En 1853, la guerre de Crimée lui fournit l’occasion de s’initier aux affaires de l’Europe comme il s’était instruit de celles de l’Allemagne ; elle lui apprit à connaître le grand échiquier sur lequel il devait manœuvrer plus tard avec une dextérité si merveilleuse. Mais, en même temps, ce fut pour lui l’occasion de nouvelles souffrances que de voir, malgré les conseils qu’il donnait, le gouvernement de son pays se discréditer comme à plaisir par ses fautes et par son effacement volontaire. On sait quel rôle médiocre joua la Prusse dans cette grande crise européenne : un publiciste allemand de grand mérite et bien renseigné, M. Geffcken, a raconté récemment cette histoire dans un livre qui mérite de faire autorité[1]. Ce fut alors que la politique de sentiment prouva son impuissance.
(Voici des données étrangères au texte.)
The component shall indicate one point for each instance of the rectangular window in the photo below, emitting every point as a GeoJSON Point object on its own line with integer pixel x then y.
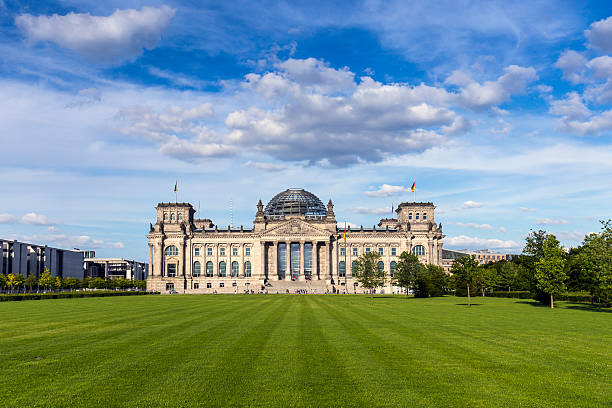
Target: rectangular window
{"type": "Point", "coordinates": [171, 270]}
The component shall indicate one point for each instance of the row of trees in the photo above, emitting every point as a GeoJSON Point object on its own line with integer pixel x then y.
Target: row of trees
{"type": "Point", "coordinates": [544, 269]}
{"type": "Point", "coordinates": [17, 282]}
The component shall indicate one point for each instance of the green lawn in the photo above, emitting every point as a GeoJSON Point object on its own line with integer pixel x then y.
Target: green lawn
{"type": "Point", "coordinates": [291, 350]}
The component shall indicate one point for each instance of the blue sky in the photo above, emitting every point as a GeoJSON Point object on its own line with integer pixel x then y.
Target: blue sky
{"type": "Point", "coordinates": [500, 112]}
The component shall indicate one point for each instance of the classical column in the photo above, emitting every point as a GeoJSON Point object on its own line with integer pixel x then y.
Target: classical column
{"type": "Point", "coordinates": [159, 259]}
{"type": "Point", "coordinates": [150, 257]}
{"type": "Point", "coordinates": [301, 276]}
{"type": "Point", "coordinates": [315, 253]}
{"type": "Point", "coordinates": [288, 260]}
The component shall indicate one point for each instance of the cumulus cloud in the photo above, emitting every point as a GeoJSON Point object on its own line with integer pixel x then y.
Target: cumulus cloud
{"type": "Point", "coordinates": [474, 225]}
{"type": "Point", "coordinates": [475, 242]}
{"type": "Point", "coordinates": [490, 93]}
{"type": "Point", "coordinates": [265, 166]}
{"type": "Point", "coordinates": [548, 221]}
{"type": "Point", "coordinates": [599, 35]}
{"type": "Point", "coordinates": [7, 219]}
{"type": "Point", "coordinates": [121, 36]}
{"type": "Point", "coordinates": [387, 190]}
{"type": "Point", "coordinates": [472, 204]}
{"type": "Point", "coordinates": [35, 219]}
{"type": "Point", "coordinates": [365, 210]}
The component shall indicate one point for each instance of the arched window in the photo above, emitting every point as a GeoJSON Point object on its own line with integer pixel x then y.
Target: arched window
{"type": "Point", "coordinates": [171, 250]}
{"type": "Point", "coordinates": [418, 250]}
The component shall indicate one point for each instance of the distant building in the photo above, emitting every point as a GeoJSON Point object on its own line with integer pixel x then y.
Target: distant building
{"type": "Point", "coordinates": [114, 268]}
{"type": "Point", "coordinates": [482, 256]}
{"type": "Point", "coordinates": [29, 259]}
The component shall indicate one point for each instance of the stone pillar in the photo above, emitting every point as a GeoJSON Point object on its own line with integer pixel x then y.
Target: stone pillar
{"type": "Point", "coordinates": [288, 260]}
{"type": "Point", "coordinates": [315, 253]}
{"type": "Point", "coordinates": [301, 275]}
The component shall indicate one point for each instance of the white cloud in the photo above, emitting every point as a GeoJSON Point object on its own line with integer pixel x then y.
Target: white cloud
{"type": "Point", "coordinates": [387, 190]}
{"type": "Point", "coordinates": [7, 219]}
{"type": "Point", "coordinates": [265, 166]}
{"type": "Point", "coordinates": [35, 219]}
{"type": "Point", "coordinates": [472, 204]}
{"type": "Point", "coordinates": [474, 225]}
{"type": "Point", "coordinates": [490, 93]}
{"type": "Point", "coordinates": [599, 35]}
{"type": "Point", "coordinates": [365, 210]}
{"type": "Point", "coordinates": [121, 36]}
{"type": "Point", "coordinates": [475, 242]}
{"type": "Point", "coordinates": [548, 221]}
Aussi longtemps que dura la crise, le roi Frédéric-Guillaume IV s’agita dans son bénitier sans arriver à se mettre au clair avec lui-même. Il désirait ne point se brouiller avec la Russie sans s’exposer aux rancunes des puissances occidentales et sans mécontenter

  1. Zur Geschichte des orientalischen Krieges, 1853-1856, von Heinrich Geffcken ; Berlin, 1881.